The Dodd-Walls Centre, hosted by the University of Otago, involves six universities in NZ. Your PhD project while based at one institution will allow you to collaborate with researchers from across the Centre. More information about our Research Centre can be found here: https://doddwalls.ac.nz/
The Dodd-Walls Centre mission
- To solidify our position as a Research Centre that is recognised as one of the world’s leading organisations in the field of photonic and quantum technologies,
- To train and develop skilled staff and students to the highest international standards,
- To capitalise upon the international investment in quantum and optical sciences for the benefit of New Zealand,
- To support the rapidly growing high-tech industry sector, thus ensuring New Zealand’s economic diversification and providing career pathways for the outstanding people that we train,
- To provide support for New Zealand’s climate action through improved environmental measurement and monitoring, and,
- To ensure that the benefits of advances in science and technology, especially in photonics and quantum technologies, are available to all.
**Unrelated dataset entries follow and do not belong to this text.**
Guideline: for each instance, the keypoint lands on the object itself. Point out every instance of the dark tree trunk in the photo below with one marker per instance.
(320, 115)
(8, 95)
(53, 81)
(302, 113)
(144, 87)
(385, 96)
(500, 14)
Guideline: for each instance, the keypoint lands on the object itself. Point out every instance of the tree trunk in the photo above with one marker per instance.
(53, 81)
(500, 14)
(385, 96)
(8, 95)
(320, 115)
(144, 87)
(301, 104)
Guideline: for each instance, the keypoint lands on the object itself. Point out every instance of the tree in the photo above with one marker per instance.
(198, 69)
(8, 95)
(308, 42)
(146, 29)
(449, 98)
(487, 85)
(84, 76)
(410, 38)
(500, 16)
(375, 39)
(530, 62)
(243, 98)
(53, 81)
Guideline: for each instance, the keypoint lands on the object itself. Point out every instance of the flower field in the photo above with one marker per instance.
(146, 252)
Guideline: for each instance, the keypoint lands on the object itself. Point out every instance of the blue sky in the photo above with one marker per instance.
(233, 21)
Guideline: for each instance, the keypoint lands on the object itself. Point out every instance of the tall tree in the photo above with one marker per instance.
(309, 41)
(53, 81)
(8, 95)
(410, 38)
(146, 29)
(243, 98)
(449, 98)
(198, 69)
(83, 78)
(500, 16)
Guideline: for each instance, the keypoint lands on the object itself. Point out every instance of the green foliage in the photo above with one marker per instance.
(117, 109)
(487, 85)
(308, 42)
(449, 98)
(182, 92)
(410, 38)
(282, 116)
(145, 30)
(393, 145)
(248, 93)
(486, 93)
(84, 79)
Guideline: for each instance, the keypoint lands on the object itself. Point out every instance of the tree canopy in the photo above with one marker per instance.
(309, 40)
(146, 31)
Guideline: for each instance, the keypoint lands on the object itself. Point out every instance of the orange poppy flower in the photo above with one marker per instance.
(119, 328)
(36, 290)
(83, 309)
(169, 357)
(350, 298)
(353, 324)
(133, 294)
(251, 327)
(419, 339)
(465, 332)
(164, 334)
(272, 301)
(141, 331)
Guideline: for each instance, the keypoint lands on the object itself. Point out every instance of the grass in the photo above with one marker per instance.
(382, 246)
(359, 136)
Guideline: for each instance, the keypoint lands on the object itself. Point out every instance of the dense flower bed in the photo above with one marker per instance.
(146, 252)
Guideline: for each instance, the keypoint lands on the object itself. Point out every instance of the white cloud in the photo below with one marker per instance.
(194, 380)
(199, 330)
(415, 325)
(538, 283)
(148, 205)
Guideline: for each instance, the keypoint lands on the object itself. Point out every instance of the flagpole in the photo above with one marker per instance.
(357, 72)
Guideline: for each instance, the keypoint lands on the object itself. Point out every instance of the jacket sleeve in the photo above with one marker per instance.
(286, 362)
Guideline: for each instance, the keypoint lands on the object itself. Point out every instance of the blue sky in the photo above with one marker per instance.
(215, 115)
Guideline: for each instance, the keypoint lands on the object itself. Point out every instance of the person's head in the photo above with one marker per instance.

Applicants must meet Otago University entry requirements for admission to a PhD. Award of the scholarship is conditional on the university accepting your enrolment. The successful applicant will be guided through the process of formally applying for admission.
This is an interdisciplinary project so applicants from a wide range of academic backgrounds will be considered. Applications should have strong undergraduate knowledge in some of these areas:
- a background in numerical modelling and quantum mechanics.
- some knowledge of ultra-cold gases, and/or fluid dynamics will be an advantage.
This project is based in Dunedin, New Zealand and is available for immediate start.
How to apply
To express your interest in this scholarship and PhD research opportunity, please prepare the following items:
- A brief CV including qualifications, academic achievements, list of publications, work history, and references.
- A copy of your academic transcript(s).
Please submit your application via email to the main supervisor of this project Dr Ashton Bradley (Ashton.email@example.com) who will guide you through the scholarship application process.
Dr Bradley specialises in ultra-cold atoms, quantum fluids, quantum turbulence, quantum optics, reservoir theory, classical and quantum field theory, stochastic processes.